The World Health Organization Country Representative, Dr. Humphrey Karamagi, warns that South Sudan is undergoing an epidemiological transition, with non-communicable diseases increasingly rising alongside infectious diseases.

“It has for long been a silent crisis in Africa and in South Sudan in particular,” he says. “It is a growing public health and development emergency that demands urgent and sustained action.”

WHO estimates cancer contributes up to 7 percent of all deaths in South Sudan, driven largely by breast and cervical cancer among women, followed by prostate cancer among men.

Dr. Humphreys said one of the most urgent steps is establishing a national cancer registry to understand the true scale of the disease.

“One of our strong recommendations is that we need to set up a national cancer registry so that we can track and understand what is driving our burden of cancer,” he says.

He adds that even when patients are diagnosed, treatment options remain scarce.

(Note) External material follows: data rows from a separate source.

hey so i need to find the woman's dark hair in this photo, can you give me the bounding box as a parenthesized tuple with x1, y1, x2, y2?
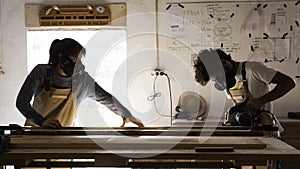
(48, 38, 86, 66)
(193, 48, 232, 86)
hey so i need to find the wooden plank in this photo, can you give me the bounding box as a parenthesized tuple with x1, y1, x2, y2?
(127, 161, 235, 168)
(1, 138, 300, 162)
(94, 157, 128, 166)
(195, 147, 234, 152)
(2, 128, 300, 167)
(10, 136, 266, 149)
(8, 126, 277, 136)
(11, 129, 264, 136)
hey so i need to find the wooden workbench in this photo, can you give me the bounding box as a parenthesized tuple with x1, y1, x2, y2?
(0, 126, 300, 168)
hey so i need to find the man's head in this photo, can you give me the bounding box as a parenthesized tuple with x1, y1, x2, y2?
(193, 48, 237, 90)
(49, 38, 86, 77)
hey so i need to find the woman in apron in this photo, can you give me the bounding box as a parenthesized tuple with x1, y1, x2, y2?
(16, 38, 144, 128)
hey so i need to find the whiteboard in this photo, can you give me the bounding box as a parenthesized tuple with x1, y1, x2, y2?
(162, 1, 300, 64)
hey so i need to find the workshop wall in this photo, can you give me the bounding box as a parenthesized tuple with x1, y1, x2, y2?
(0, 0, 299, 127)
(157, 0, 300, 120)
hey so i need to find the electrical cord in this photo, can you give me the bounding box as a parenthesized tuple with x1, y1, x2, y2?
(147, 71, 174, 125)
(164, 72, 173, 126)
(147, 75, 161, 101)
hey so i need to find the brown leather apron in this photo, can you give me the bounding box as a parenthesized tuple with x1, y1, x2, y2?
(25, 87, 77, 127)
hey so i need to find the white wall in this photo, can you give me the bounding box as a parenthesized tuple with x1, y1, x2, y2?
(0, 0, 299, 127)
(0, 0, 159, 126)
(157, 0, 300, 119)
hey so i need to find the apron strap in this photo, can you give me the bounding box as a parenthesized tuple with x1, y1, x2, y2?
(45, 64, 51, 91)
(241, 62, 249, 92)
(226, 62, 249, 104)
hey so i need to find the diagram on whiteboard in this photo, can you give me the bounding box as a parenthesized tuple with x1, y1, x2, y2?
(165, 1, 299, 62)
(252, 38, 290, 62)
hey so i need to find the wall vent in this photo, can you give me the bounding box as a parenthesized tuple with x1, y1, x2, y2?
(39, 5, 111, 26)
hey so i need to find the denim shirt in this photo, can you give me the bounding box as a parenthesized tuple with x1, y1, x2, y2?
(16, 64, 133, 126)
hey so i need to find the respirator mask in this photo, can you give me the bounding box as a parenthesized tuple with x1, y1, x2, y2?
(213, 58, 237, 91)
(213, 73, 236, 91)
(61, 57, 84, 77)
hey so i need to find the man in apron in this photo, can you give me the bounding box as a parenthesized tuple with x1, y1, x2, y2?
(16, 38, 144, 128)
(224, 62, 277, 127)
(193, 49, 296, 169)
(193, 49, 295, 130)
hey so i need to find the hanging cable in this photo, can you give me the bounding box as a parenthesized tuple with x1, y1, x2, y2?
(147, 71, 174, 126)
(163, 72, 173, 126)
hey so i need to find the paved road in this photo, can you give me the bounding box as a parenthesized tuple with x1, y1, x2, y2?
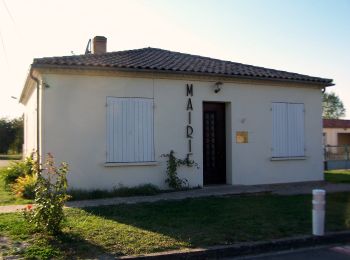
(0, 160, 10, 167)
(238, 245, 350, 260)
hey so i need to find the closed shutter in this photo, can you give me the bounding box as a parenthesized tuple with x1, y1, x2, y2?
(272, 102, 305, 158)
(272, 102, 288, 157)
(107, 97, 154, 163)
(287, 103, 305, 157)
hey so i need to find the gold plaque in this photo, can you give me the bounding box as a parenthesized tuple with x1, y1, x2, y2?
(236, 131, 248, 143)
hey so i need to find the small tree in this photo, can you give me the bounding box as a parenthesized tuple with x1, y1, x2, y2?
(0, 117, 23, 154)
(23, 154, 70, 235)
(323, 92, 346, 119)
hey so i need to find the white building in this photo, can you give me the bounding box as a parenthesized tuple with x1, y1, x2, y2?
(20, 36, 333, 190)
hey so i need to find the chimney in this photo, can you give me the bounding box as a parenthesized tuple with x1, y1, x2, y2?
(93, 36, 107, 54)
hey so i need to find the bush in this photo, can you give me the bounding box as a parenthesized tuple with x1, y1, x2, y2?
(12, 174, 37, 199)
(3, 156, 35, 187)
(161, 150, 197, 190)
(68, 184, 161, 201)
(23, 154, 70, 235)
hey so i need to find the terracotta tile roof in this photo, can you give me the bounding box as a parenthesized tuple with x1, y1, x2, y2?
(323, 119, 350, 128)
(32, 47, 333, 85)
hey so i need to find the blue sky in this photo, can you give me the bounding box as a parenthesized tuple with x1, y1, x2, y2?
(0, 0, 349, 118)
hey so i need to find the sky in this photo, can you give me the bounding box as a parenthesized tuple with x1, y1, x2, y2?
(0, 0, 349, 119)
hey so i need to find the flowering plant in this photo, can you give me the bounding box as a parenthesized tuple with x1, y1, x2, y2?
(23, 154, 70, 235)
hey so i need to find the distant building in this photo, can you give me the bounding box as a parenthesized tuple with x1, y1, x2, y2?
(323, 119, 350, 146)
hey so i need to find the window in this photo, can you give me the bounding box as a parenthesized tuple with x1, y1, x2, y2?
(272, 102, 305, 158)
(106, 97, 154, 163)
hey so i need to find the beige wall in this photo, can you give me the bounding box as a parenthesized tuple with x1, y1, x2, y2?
(38, 73, 323, 190)
(324, 128, 350, 146)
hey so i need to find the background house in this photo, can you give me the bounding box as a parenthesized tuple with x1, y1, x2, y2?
(323, 119, 350, 169)
(323, 119, 350, 146)
(20, 36, 333, 190)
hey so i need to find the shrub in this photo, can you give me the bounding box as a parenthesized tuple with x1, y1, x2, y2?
(68, 184, 161, 201)
(113, 184, 161, 197)
(3, 156, 35, 187)
(161, 150, 197, 190)
(12, 174, 37, 199)
(23, 154, 70, 235)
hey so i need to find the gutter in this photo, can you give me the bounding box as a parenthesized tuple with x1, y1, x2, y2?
(29, 68, 41, 167)
(31, 64, 334, 87)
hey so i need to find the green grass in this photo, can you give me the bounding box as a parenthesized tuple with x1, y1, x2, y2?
(0, 167, 32, 206)
(325, 170, 350, 183)
(0, 154, 22, 160)
(1, 192, 350, 259)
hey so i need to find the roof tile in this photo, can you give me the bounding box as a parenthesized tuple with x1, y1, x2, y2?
(32, 47, 333, 85)
(323, 119, 350, 128)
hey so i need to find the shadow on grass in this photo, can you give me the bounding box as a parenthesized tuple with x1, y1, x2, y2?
(324, 192, 350, 232)
(28, 231, 115, 259)
(325, 171, 350, 183)
(80, 194, 316, 248)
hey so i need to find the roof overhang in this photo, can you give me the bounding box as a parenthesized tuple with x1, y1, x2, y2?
(30, 63, 334, 88)
(19, 68, 41, 104)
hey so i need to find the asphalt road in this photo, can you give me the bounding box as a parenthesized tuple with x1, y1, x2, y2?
(236, 245, 350, 260)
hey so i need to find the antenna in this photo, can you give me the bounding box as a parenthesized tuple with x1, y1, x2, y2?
(85, 39, 91, 54)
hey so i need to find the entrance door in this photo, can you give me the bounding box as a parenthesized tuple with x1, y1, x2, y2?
(203, 102, 226, 185)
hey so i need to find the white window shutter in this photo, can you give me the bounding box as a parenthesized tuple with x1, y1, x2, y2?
(272, 103, 289, 157)
(287, 103, 305, 157)
(107, 97, 154, 163)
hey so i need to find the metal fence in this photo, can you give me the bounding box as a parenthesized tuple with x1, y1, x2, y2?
(324, 145, 350, 170)
(324, 145, 350, 161)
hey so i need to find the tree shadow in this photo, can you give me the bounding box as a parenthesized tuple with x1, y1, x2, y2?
(79, 195, 318, 250)
(43, 231, 116, 259)
(325, 192, 350, 232)
(325, 171, 350, 183)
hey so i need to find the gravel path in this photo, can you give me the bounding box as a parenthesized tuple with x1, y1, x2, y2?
(2, 181, 350, 214)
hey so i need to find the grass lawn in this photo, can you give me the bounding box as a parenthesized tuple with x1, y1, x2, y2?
(0, 167, 32, 206)
(325, 169, 350, 183)
(1, 192, 350, 259)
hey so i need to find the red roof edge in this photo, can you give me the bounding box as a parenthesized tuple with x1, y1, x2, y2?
(323, 119, 350, 128)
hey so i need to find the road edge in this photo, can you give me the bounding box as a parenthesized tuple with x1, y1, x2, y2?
(118, 230, 350, 259)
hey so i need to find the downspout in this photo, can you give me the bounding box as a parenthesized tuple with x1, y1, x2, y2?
(30, 67, 40, 169)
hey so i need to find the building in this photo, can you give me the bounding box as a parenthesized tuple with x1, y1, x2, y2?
(20, 36, 333, 190)
(323, 119, 350, 146)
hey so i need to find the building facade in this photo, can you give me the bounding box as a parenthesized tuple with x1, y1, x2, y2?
(20, 37, 333, 190)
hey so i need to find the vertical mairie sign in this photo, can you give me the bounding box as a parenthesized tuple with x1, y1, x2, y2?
(186, 84, 193, 157)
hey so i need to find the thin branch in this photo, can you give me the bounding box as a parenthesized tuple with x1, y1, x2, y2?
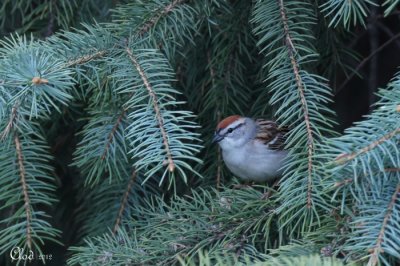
(336, 128, 400, 164)
(278, 0, 314, 208)
(0, 104, 18, 141)
(113, 171, 137, 234)
(125, 47, 175, 172)
(45, 0, 56, 37)
(209, 52, 222, 189)
(368, 7, 379, 107)
(222, 52, 234, 97)
(137, 0, 187, 36)
(367, 183, 400, 266)
(64, 51, 107, 67)
(207, 51, 216, 87)
(101, 111, 126, 160)
(376, 21, 400, 49)
(14, 133, 32, 249)
(336, 32, 400, 94)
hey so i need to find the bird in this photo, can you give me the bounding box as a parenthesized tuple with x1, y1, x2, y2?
(213, 115, 288, 182)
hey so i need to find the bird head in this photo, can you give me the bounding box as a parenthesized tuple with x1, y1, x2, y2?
(213, 115, 256, 149)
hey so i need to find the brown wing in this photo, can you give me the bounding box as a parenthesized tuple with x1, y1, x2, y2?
(254, 119, 288, 151)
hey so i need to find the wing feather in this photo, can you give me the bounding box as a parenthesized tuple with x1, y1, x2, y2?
(254, 119, 288, 150)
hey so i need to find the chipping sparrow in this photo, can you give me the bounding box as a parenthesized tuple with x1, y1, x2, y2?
(213, 115, 288, 182)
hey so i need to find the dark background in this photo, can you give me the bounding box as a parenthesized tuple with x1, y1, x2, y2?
(0, 1, 399, 265)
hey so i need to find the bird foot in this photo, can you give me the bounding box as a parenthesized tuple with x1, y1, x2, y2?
(260, 180, 280, 200)
(261, 190, 273, 200)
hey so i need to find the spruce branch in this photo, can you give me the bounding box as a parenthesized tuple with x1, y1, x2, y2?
(328, 82, 400, 185)
(327, 78, 400, 265)
(320, 0, 376, 29)
(179, 252, 343, 266)
(278, 0, 315, 209)
(335, 127, 400, 165)
(73, 167, 158, 239)
(138, 0, 187, 36)
(73, 104, 131, 185)
(101, 110, 127, 161)
(0, 104, 18, 141)
(14, 132, 32, 250)
(0, 126, 61, 256)
(110, 45, 202, 185)
(69, 186, 278, 265)
(112, 171, 137, 234)
(253, 0, 337, 236)
(125, 46, 175, 173)
(368, 183, 400, 266)
(112, 0, 197, 58)
(64, 50, 107, 67)
(383, 0, 400, 17)
(0, 35, 74, 118)
(334, 168, 400, 189)
(341, 175, 400, 265)
(3, 1, 400, 264)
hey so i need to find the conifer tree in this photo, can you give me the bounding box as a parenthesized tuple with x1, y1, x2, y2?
(0, 0, 399, 265)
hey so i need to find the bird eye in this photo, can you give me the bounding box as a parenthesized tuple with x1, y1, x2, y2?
(227, 128, 233, 133)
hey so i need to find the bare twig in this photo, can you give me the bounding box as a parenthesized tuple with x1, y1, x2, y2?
(376, 21, 400, 49)
(125, 47, 175, 172)
(15, 134, 32, 249)
(278, 0, 314, 208)
(113, 171, 137, 234)
(45, 0, 56, 37)
(367, 183, 400, 266)
(368, 7, 379, 107)
(336, 32, 400, 94)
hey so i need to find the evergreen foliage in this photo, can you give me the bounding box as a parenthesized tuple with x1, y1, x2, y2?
(0, 0, 399, 265)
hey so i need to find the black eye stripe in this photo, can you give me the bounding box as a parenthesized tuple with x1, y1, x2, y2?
(215, 123, 244, 137)
(224, 123, 244, 135)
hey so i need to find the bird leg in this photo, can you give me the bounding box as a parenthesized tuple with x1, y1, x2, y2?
(260, 179, 280, 200)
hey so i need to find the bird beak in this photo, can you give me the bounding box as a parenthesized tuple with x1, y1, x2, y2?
(212, 133, 224, 143)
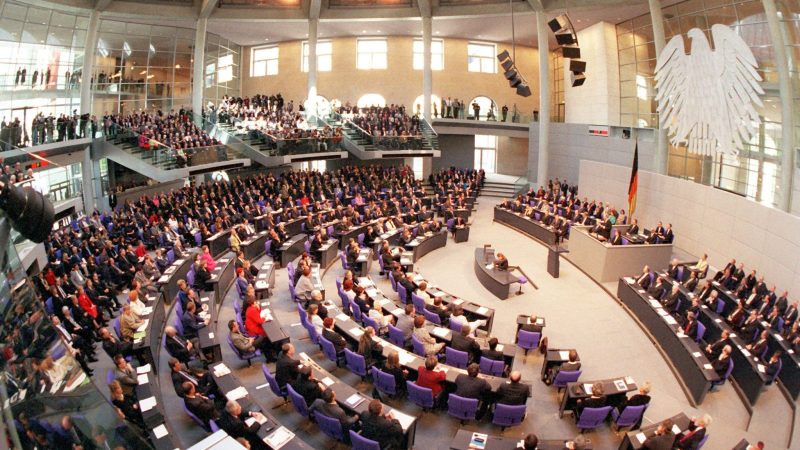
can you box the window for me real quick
[300,160,327,172]
[413,38,443,71]
[412,157,423,180]
[251,45,278,76]
[469,96,498,120]
[357,38,387,70]
[301,40,332,72]
[205,63,215,87]
[413,94,442,117]
[357,93,386,108]
[467,42,496,73]
[218,54,234,83]
[474,135,497,173]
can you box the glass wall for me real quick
[0,1,85,148]
[550,50,565,122]
[203,33,241,107]
[617,0,794,207]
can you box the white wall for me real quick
[564,21,621,126]
[578,160,800,296]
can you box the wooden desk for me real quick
[241,231,269,261]
[278,234,307,268]
[494,206,558,247]
[454,226,470,243]
[207,229,232,258]
[405,230,447,262]
[541,348,578,381]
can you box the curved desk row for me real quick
[156,251,197,305]
[617,278,719,405]
[405,230,448,262]
[449,428,593,450]
[408,273,496,333]
[618,412,690,450]
[494,206,559,248]
[241,230,269,261]
[473,248,518,300]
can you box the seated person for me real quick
[181,301,208,340]
[322,317,347,355]
[642,419,676,450]
[425,296,450,324]
[412,315,445,356]
[360,400,403,450]
[218,400,269,450]
[383,351,409,393]
[519,314,543,333]
[294,366,324,406]
[182,381,219,426]
[575,382,607,418]
[516,434,539,450]
[358,326,384,367]
[169,357,216,398]
[674,415,711,450]
[309,388,359,430]
[493,253,509,271]
[454,363,491,416]
[450,323,481,363]
[712,345,733,376]
[450,306,487,334]
[619,382,652,409]
[416,355,446,403]
[229,320,272,359]
[276,343,300,389]
[496,370,531,406]
[543,349,580,385]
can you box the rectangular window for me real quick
[412,157,423,179]
[413,38,444,71]
[301,40,332,72]
[205,63,215,87]
[251,45,278,77]
[218,54,234,83]
[467,42,496,73]
[301,160,327,172]
[357,38,387,70]
[474,135,497,173]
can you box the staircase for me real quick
[479,180,520,198]
[321,113,441,160]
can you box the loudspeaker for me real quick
[496,50,510,61]
[571,72,586,87]
[555,32,576,46]
[562,46,581,59]
[509,77,523,88]
[500,59,515,72]
[504,69,518,80]
[569,59,586,73]
[516,84,532,97]
[548,15,568,33]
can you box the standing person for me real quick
[472,100,480,120]
[502,105,509,122]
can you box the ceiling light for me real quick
[265,38,270,41]
[175,64,181,69]
[140,70,147,75]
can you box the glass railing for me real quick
[0,215,152,449]
[512,175,530,196]
[0,120,95,152]
[261,133,345,154]
[432,109,536,124]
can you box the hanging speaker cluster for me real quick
[497,50,532,98]
[548,14,586,87]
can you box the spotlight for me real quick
[548,15,568,33]
[500,59,515,72]
[562,46,581,59]
[496,50,510,61]
[0,183,55,243]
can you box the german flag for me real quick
[628,142,639,218]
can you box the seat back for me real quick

“Specialized cancer care, immunotherapy, and radiotherapy are largely unavailable,” he says.

Meanwhile, Central Equatoria State Governor Emmanuel Adil Anthony says the suffering caused by cancer demands action, not speeches.

He pledges that the state government is ready to provide land for the establishment of a cancer institute.

“We have two places… in southern Juba,” he says. “We have a similar one in Yei, which is ready; what is important is our will to fight together.”

Crisis beyond politics

For Bak, the promises of future planning offer some hope, but for his wife, time is not on their side.

He says the government must act urgently because many cancer patients never get the chance to travel abroad, never get chemotherapy, and never even get pain relief.

Instead, they return home and wait.

“It is not good for a country of approximately 13 million people… not to be having any institute that rescues such people,” he says.

As Elizabeth stood silently beside him, her story became the reality of thousands of South Sudanese families, patients whose survival depends not on the health system but on money, connections, and luck.

And for those without any of the three, the diagnosis becomes a sentence. A slow wait, a painful wait and a wait for their day.